Uno de los puntos fuertes de los babilonios era la astronomía, esto es, la observación del cielo. Después de muchos años empezaron a reconocer patrones en la posición de las estrellas y los planetas por la noche. Creían que la Tierra constituía el centro de todo, y que había poderosas y mágicas conexiones entre nosotros y las estrellas. En tanto la gente creía que la Tierra era el centro del universo, no la consideraba un planeta. Dividieron el cielo nocturno en doce partes y le dieron a cada una un nombre asociado con un determinado grupo (o «constelación») de estrellas. Como si se tratara de un juego celestial de unir los puntos, los babilonios distinguían dibujos de objetos y animales en algunas constelaciones, como pueden ser una balanza o un escorpión. Éste fue el primer zodíaco, la base de la astrología, que se centra en la influencia de las estrellas sobre nosotros. En la antigua Babilonia, la astrología y la astronomía estaban íntimamente ligadas, y eso se perpetuó a lo largo de los siglos. Hoy en día mucha gente sabe bajo qué signo del zodíaco ha nacido (yo soy Tauro, el toro), y lee su horóscopo en el periódico o en las revistas en busca de consejos sobre su vida. Pero la astrología no forma parte de la ciencia moderna.

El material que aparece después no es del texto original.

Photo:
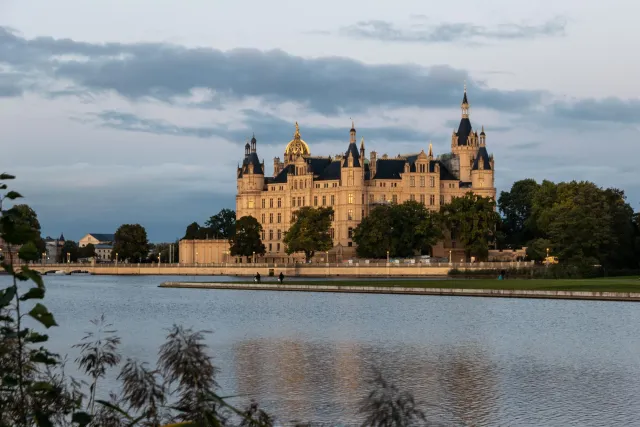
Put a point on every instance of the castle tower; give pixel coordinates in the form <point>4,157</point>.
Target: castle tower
<point>296,148</point>
<point>464,142</point>
<point>482,169</point>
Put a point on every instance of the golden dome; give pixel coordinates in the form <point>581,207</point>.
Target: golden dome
<point>297,146</point>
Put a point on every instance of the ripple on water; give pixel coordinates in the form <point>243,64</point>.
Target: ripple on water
<point>306,356</point>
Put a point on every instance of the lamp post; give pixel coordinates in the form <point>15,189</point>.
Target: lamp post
<point>547,258</point>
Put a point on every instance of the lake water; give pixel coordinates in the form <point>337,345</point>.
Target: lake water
<point>307,356</point>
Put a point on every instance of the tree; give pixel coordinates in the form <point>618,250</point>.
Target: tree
<point>222,225</point>
<point>88,251</point>
<point>374,234</point>
<point>246,240</point>
<point>403,230</point>
<point>31,391</point>
<point>29,252</point>
<point>310,232</point>
<point>472,219</point>
<point>516,206</point>
<point>70,247</point>
<point>131,243</point>
<point>192,232</point>
<point>537,249</point>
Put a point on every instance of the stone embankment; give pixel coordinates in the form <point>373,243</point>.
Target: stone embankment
<point>495,293</point>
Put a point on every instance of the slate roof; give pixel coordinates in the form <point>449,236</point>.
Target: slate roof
<point>389,168</point>
<point>464,130</point>
<point>252,158</point>
<point>331,172</point>
<point>104,237</point>
<point>482,154</point>
<point>281,178</point>
<point>318,164</point>
<point>353,149</point>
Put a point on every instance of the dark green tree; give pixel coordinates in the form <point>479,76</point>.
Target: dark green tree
<point>222,225</point>
<point>88,251</point>
<point>29,252</point>
<point>404,230</point>
<point>310,231</point>
<point>131,243</point>
<point>70,247</point>
<point>29,393</point>
<point>537,249</point>
<point>246,240</point>
<point>473,220</point>
<point>516,207</point>
<point>374,234</point>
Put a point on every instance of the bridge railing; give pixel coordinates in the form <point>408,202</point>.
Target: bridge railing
<point>456,265</point>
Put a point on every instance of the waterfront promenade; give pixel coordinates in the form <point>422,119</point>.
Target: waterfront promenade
<point>603,289</point>
<point>289,270</point>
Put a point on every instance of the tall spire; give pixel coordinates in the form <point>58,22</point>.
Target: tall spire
<point>352,133</point>
<point>296,135</point>
<point>465,103</point>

Los babilonios constituían tan sólo uno de los diversos e influyentes grupos que se extendían por Oriente Medio en la Antigüedad. Los más conocidos serían los egipcios, que se establecieron a lo largo del río Nilo ya en el 3500 a.C. Ninguna civilización anterior o posterior ha estado tan subordinada a un solo elemento natural. Los egipcios dependían del Nilo para su mera existencia: la crecida anual del poderoso río provocaba que las orillas se llenaran de un ciemo muy rico que preparaba la tierra para las cosechas del año siguiente. Egipto es un país extremadamente cálido y seco, lo que ha propiciado que muchas cosas hayan pervivido hasta nuestros días y nos permitan admirarlas y aprender de ellas, como un montón de imaginería y muestras de su escritura pictográfica, llamada jeroglífica. Tras la conquista de Egipto por parte primero de los griegos y después de los romanos, desapareció la capacidad de escribir y leer jeroglíficos, de modo que durante casi dos mil años su significado permaneció oculto. En 1798 un soldado francés encontró una tableta redonda en una pila de escombros de un pequeño pueblo cerca de Rosetta, en el norte de Egipto, que mostraba una proclama escrita en tres lenguajes: jeroglífico, griego y una forma aún más antigua de egipcio llamada demótico. La piedra Rosetta se trasladó a Londres, donde todavía puede contemplarse en el Museo Británico. Constituyó un descubrimiento prodigioso. Los eruditos podían leer el griego y de ese modo traducir los jeroglíficos, lo que permitió descodificar la misteriosa escritura egipcia. A partir de entonces empezamos a entender de verdad las creencias y las prácticas del Antiguo Egipto.